Assistant
Audio Overview
A short two-host briefing on the week's corridor developments, generated from our coverage and read aloud by your browser — for the commute, not the desk.
Corridor Brief · Week of 2026-06-15
Week to 15 June 2026
Read aloud by your browser · two voices
- MayaWelcome to this week's Lobito Corridor briefing.
- DanielThanks for having me.
- MayaLet's start with Zambia's latest move on copper concentrate duties. What's the significance of extending that waiver to September?
- DanielIt's a signal that Zambia wants to keep material flowing through the corridor rather than competing routes. The waiver reduces friction for concentrate exports, which supports the whole logistics chain from mines through to ports.
- MayaSo it's about competitiveness for the corridor itself?
- DanielExactly. Zambia has leverage as a transit country, and this extension suggests they're betting on volume and corridor growth rather than maximizing short-term duty revenue.

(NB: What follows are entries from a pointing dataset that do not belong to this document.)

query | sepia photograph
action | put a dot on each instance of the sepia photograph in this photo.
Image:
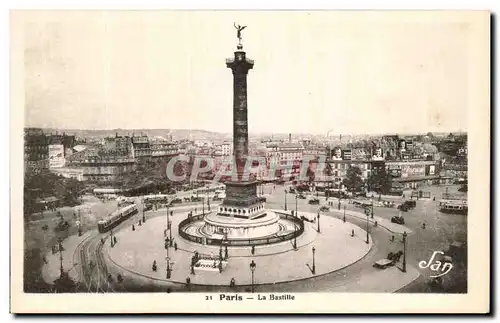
(248, 158)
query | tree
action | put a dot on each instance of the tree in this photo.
(380, 181)
(353, 181)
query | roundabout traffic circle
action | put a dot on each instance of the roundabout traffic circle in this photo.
(337, 245)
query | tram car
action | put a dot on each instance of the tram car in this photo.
(116, 218)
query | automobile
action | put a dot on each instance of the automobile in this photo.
(314, 201)
(383, 263)
(398, 220)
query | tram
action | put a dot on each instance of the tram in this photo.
(116, 218)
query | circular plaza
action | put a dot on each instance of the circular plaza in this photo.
(324, 245)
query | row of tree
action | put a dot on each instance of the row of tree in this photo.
(379, 181)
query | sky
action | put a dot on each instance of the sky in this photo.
(316, 72)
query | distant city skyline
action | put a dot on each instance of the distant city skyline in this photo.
(314, 72)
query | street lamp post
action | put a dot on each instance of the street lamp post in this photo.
(143, 216)
(404, 251)
(314, 262)
(252, 269)
(226, 254)
(61, 269)
(169, 270)
(296, 205)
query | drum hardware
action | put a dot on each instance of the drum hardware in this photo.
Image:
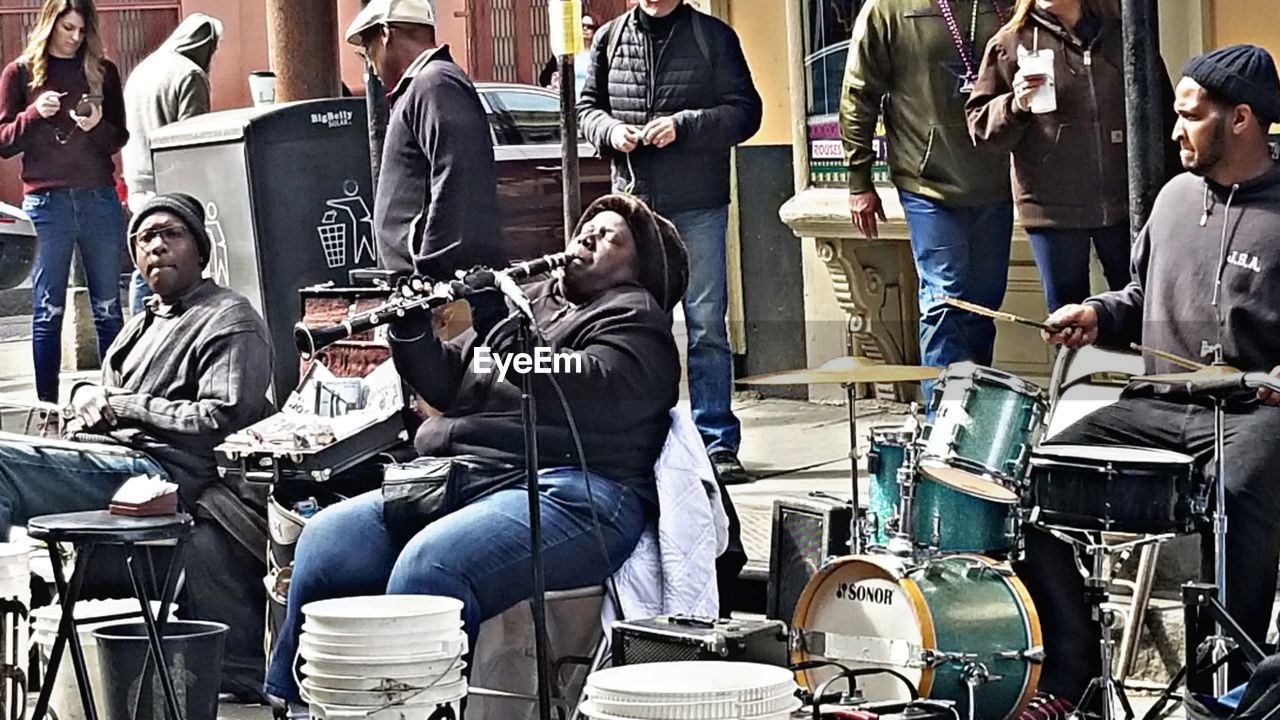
(851, 697)
(849, 372)
(1096, 593)
(1217, 382)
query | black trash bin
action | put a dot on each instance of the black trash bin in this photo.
(193, 652)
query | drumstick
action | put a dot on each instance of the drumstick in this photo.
(1168, 356)
(999, 315)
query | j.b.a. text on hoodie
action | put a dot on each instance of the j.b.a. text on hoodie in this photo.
(1206, 273)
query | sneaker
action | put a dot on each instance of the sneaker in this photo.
(728, 469)
(1046, 706)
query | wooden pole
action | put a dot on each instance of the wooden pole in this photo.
(304, 49)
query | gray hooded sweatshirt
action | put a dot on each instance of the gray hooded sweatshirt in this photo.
(1206, 270)
(168, 86)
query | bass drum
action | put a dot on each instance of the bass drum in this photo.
(937, 624)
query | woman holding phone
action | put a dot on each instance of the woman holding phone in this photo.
(62, 108)
(1051, 91)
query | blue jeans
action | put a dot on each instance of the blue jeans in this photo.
(42, 477)
(1063, 259)
(479, 554)
(138, 291)
(959, 253)
(711, 364)
(67, 218)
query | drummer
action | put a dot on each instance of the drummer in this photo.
(1205, 276)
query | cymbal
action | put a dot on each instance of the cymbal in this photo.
(846, 370)
(1205, 373)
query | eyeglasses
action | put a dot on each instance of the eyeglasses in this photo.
(168, 233)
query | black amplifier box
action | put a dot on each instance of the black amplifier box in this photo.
(807, 532)
(668, 638)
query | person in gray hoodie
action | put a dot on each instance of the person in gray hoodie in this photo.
(168, 86)
(1206, 286)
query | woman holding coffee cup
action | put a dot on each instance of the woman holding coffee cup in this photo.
(62, 108)
(1051, 91)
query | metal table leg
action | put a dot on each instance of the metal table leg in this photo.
(68, 595)
(152, 636)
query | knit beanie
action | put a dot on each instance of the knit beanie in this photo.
(187, 209)
(663, 258)
(1240, 74)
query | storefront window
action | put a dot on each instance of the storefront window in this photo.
(827, 28)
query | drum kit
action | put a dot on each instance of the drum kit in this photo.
(928, 593)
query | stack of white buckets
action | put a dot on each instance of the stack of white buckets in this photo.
(691, 691)
(383, 657)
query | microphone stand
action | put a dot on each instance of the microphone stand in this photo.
(529, 415)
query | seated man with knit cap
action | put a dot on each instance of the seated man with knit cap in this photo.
(181, 377)
(1206, 283)
(611, 310)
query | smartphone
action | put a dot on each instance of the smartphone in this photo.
(85, 106)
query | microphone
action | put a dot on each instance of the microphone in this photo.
(504, 281)
(536, 267)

- MayaNow, we also have the Q2 2026 State of the Corridor report. What's the headline from that assessment?
- DanielThat's the comprehensive snapshot we'd need to see the actual traffic numbers, infrastructure status, and any bottlenecks. Without the specific data, I'd say it's the baseline measure of whether the corridor is delivering on its promise.
- MayaFair point. For our audience of miners, logistics operators, and development finance folks, what should they be watching?
- DanielZambia's willingness to extend the waiver tells you the corridor is still in a competitive positioning phase. Monitor that Q2 report for actual throughput and any infrastructure gaps that might emerge.
- MayaThat's the Lobito Corridor briefing for this week.